Mit rascher Bewegung riß sie sich von ihm los.
»Herr Baron,« rief sie — »ich muß Sie bitten, — Sie haben mich überrascht!«
Sie stockte — ihre Lippen zitterten, sie konnte die Worte nicht finden, sie konnte nicht aussprechen, was sie dachte und fühlte, nicht sagen, was sie sagen wollte.
Nach einem sekundenlangen Schweigen wendete sie sich, um das Zimmer zu verlassen.
Der junge Offizier stand da wie vom Blitz getroffen, — dieß fremde Wort, mit welchem sie ihn anredete, dieser Ausdruck in den Zügen seiner Geliebten sagte ihm, daß etwas vorgegangen sein müsse, daß ein Unheil aufgestiegen sei zwischen ihm und seiner Liebe, aber es war ihm unmöglich, auch nur einen klaren Gedanken darüber zu fassen, in starrem Entsetzen blickte er sie an. Als sie sich aber abwendete und ihre Schritte nach der Thüre richtete, da breitete er beide Arme nach ihr aus und rief mit einem Tone, so voll Liebe und Sehnsucht, voll Schmerz und voll banger Frage, wie er nur aus dem tiefsten und wahrsten Gefühl hervordringen kann: »Klara!«
Sie zuckte zusammen bei diesem Ton, der die innersten Tiefen ihres zuckenden Herzens traf; sie blieb stehen, ihre Kräfte drohten sie zu verlassen, sie wankte.
Herr von Stielow war im Augenblick neben ihr, er stützte sie und führte sie zu einem Lehnstuhl, in den er sie sanft niederließ.
Dann kniete er vor ihr nieder und rief mit flehendem, angstvollem Ton:
»Um Gotteswillen, Klara, was ist geschehen, — was bewegt Dich?«
Sie hielt das Tuch vor die Augen und weinte leise, gewaltsam nach Fassung ringend.
Die Thür öffnete sich und die Gräfin Frankenstein trat ein.
Sie blickte in starrem Erstaunen auf die Gruppe, welche sie vor sich sah.
Herr von Stielow sprang auf.
»Frau Gräfin!« rief er, »können Sie mir das Räthsel lösen, dem ich hier gegenüberstehe, — was ist mit Klara vorgegangen?«
Die Gräfin sah ihn mit ernster, ruhiger Miene an.

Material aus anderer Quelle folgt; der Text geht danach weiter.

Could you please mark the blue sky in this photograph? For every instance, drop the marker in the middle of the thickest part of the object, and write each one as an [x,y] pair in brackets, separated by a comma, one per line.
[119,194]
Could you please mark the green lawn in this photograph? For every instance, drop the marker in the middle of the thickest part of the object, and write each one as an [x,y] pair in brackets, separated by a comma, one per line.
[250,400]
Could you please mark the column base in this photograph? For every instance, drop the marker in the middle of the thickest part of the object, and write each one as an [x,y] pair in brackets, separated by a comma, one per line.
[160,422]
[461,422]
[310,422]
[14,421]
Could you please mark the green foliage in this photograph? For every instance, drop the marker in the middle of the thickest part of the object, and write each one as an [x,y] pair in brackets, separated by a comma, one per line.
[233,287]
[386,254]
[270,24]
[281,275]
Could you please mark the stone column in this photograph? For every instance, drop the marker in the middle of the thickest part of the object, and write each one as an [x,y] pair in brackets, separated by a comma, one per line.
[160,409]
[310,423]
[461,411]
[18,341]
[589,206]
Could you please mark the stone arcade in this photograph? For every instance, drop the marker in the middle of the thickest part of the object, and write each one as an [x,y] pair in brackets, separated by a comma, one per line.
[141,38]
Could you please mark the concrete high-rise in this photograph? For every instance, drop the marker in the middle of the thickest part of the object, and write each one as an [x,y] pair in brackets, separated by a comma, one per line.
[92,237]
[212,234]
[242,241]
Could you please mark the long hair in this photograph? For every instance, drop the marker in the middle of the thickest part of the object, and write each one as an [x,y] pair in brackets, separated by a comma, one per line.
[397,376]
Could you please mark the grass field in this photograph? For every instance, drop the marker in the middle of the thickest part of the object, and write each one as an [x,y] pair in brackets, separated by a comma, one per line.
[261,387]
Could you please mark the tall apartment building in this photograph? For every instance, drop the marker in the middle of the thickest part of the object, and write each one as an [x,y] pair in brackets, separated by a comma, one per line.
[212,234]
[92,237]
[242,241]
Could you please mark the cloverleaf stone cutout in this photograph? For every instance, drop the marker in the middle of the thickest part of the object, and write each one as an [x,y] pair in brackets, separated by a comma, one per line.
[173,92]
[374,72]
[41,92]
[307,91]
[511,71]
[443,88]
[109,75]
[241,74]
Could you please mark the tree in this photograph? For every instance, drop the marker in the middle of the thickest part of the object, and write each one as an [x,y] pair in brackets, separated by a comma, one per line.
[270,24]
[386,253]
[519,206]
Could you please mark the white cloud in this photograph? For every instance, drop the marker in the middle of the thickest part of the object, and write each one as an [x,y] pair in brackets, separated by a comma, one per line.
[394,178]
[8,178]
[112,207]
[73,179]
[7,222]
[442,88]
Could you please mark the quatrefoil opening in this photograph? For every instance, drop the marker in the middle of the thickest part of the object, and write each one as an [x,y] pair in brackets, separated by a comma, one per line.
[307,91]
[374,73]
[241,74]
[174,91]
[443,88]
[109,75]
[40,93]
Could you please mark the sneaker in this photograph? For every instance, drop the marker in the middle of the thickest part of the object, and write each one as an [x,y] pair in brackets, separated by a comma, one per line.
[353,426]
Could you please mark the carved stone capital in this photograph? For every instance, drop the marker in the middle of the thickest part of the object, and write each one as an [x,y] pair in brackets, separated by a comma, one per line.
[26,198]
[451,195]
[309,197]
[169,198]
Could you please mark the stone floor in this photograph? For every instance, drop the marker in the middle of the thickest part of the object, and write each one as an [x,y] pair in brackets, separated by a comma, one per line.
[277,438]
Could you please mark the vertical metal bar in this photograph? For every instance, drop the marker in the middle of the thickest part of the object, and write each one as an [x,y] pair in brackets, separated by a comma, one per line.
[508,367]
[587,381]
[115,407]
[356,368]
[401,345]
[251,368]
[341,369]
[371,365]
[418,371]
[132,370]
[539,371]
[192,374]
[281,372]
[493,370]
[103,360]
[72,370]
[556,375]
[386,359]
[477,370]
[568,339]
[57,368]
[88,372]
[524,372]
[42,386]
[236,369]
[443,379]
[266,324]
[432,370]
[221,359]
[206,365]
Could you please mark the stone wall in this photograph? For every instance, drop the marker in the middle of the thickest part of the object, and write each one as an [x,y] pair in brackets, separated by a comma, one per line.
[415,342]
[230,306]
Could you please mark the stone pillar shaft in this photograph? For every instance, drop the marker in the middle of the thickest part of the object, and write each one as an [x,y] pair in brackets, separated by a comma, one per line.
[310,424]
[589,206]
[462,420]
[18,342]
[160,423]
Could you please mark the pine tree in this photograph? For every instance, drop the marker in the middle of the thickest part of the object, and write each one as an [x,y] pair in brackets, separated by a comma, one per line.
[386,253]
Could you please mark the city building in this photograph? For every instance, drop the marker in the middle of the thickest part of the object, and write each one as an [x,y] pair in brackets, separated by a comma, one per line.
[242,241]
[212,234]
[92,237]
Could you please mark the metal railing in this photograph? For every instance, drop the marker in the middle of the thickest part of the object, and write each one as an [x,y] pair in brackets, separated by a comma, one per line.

»Ich erwartete Sie nicht in diesen Tagen, Herr von Stielow,« sagte sie, »sonst würde ich Befehl gegeben haben, Ihnen sogleich zu sagen, daß meine Tochter sehr leidend und angegriffen ist. — Wir müssen auf längere Zeit Wien verlassen und ich glaube, daß es unter diesen Umständen besser ist, auf die Pläne zu verzichten, welche wir für die Zukunft gebaut hatten. — Mein Kind,« fuhr sie fort, sich zu ihrer Tochter wendend, welche noch immer leise weinend auf dem Lehnstuhl saß, — »geh' auf Dein Zimmer!«
»Klara krank?« rief der junge Mann im Tone des höchsten Schreckens, — »mein Gott, seit wann? — doch nein, nein, es ist etwas Anderes, das hier vorgegangen — ich bitte Sie —«
Mit einer raschen Bewegung stand die junge Gräfin auf. Stolz erhob sie das Haupt und ihren Blick klar und voll auf Herrn von Stielow richtend, sprach sie zu ihrer Mutter gewendet:
»Der Zufall — oder die Vorsehung hat ihn jetzt gerade hieher geführt, — nun sei Wahrheit zwischen uns, — ich wenigstens will auch die Schuld schweigender Unwahrheit nicht tragen —«
Und ehe die Gräfin antworten konnte, ging sie mit festem Schritt auf den Tisch zu, ergriff den Brief, welcher dort noch lag, und reichte ihn mit einer Bewegung voll stolzer Würde dem jungen Offizier. Dann brach sie von Neuem in Thränen aus und warf sich in die Arme ihrer Mutter.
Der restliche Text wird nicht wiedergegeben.